His mouth tightened into a thin line.

“Don’t take this personally, Karl. You’ve done a remarkable job holding out this long. Tell me, how well are the stations provisioned?”

He considered the question, his shame momentarily forgotten. “Melville and Platz have enough for three or four weeks. The farms a bit less. Black Level is running low.”

“It’s a skeleton crew there anyway. I’ll call Greg and Marcus and have them move the staff down to Platz. I could use their help anyway.”

“What about down here?” he asked.

“You tell me.”

He frowned, but he turned and studied the place he held responsibility for. “We’ll lock everything down. I suspect they’ll leave it all alone except the food, most of which will spoil anyway. We’ll need to secure the aura towers well. I don’t think they know how to use them, but they might set them in motion by accident.”

She wanted to say that might not be necessary. That what had happened to her in Colorado signaled an end to the need for the auras. She had no real proof, though, and while she had little in the way of superstition in her personality, a real fear dwelt within her that to voice the idea might doom it somehow. So she said only, “Good. Proceed.”

With that he turned and held a hand out. Tania picked up the bag that held the alien object, took Karl’s offered assistance, and walked to the climber. He helped usher her into the waiting compartment, already packed with the first evacuees and their belongings. The goodbye was short, too short, and she hoped it wouldn’t be their last.

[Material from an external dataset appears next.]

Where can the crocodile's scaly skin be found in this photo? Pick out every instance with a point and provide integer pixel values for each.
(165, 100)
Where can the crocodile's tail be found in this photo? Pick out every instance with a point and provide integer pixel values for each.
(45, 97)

Vanessa came in a few minutes later. Tania offered her the adjacent seat and set the brown bag containing the relic between them on the floor.

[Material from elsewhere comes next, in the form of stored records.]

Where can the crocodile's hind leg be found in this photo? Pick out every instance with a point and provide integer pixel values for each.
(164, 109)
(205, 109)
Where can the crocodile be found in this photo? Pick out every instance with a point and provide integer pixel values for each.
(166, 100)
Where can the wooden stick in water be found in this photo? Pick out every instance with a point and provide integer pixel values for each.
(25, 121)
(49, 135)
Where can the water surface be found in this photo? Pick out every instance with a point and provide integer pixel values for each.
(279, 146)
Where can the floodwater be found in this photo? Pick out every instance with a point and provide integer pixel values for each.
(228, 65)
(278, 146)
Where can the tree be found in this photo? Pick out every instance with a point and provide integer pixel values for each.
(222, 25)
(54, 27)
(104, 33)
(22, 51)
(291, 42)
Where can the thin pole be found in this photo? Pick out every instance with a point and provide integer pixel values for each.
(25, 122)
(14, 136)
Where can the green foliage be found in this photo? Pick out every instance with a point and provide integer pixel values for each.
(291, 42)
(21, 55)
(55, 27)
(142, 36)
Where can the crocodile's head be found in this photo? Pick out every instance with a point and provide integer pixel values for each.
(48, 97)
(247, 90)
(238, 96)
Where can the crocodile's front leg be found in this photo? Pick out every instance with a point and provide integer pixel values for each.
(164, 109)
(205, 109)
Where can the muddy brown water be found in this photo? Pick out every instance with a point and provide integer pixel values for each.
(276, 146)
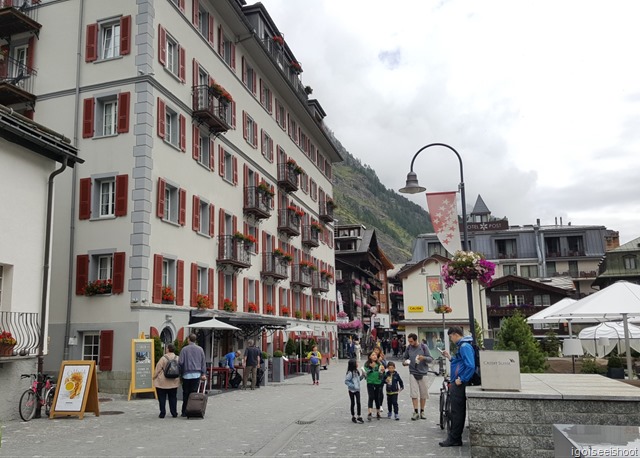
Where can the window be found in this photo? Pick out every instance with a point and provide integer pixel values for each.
(266, 96)
(109, 40)
(630, 262)
(109, 199)
(267, 146)
(91, 346)
(529, 271)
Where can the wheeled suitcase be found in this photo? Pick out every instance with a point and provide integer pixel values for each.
(197, 402)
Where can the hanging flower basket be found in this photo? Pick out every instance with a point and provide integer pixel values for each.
(468, 266)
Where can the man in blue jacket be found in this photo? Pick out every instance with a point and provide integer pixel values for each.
(462, 369)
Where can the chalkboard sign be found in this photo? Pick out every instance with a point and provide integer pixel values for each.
(142, 366)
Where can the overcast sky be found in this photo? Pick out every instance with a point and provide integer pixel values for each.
(540, 98)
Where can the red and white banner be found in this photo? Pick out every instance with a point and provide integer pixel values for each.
(444, 217)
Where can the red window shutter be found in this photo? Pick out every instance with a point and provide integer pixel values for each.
(183, 133)
(196, 143)
(245, 294)
(122, 191)
(220, 290)
(182, 54)
(105, 357)
(118, 272)
(234, 162)
(194, 284)
(157, 279)
(211, 30)
(125, 35)
(161, 117)
(180, 282)
(91, 49)
(210, 284)
(182, 218)
(161, 190)
(123, 112)
(221, 160)
(195, 16)
(245, 132)
(212, 154)
(195, 217)
(162, 45)
(87, 117)
(82, 273)
(85, 199)
(212, 220)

As the vehicle rose up through the raging storm clouds that seemed almost a permanent fixture over the city, she wondered if she would ever set foot on Earth again, and what kind of place she would find if she did.

Chapter Twenty-Five

Southern Chad

1.APR.2285

Russell Blackfield stood on the rim of a pit and basked in the incredible sight below him.

I’m inside an aura.

No other explanation made sense, despite the fact that there were no towers around. He should be dead by now, or at least completely insane. Instead he felt stable, and he was finally able to stop his feet. None of the other subs had managed to do that. They rushed forward on either side of him, tumbling over the precipice like lemmings to the sea. They rolled in the grit and sand of the steep-sloped walls, throwing up a cloud that filled Russell’s nostrils and coated his throat. Some of the creatures cried out as they tumbled into the depths. Most seemed oblivious, as if caught in the grip of some ecstatic drug. He’d felt it, too, at first, during his trek through this wasteland. But it had faded.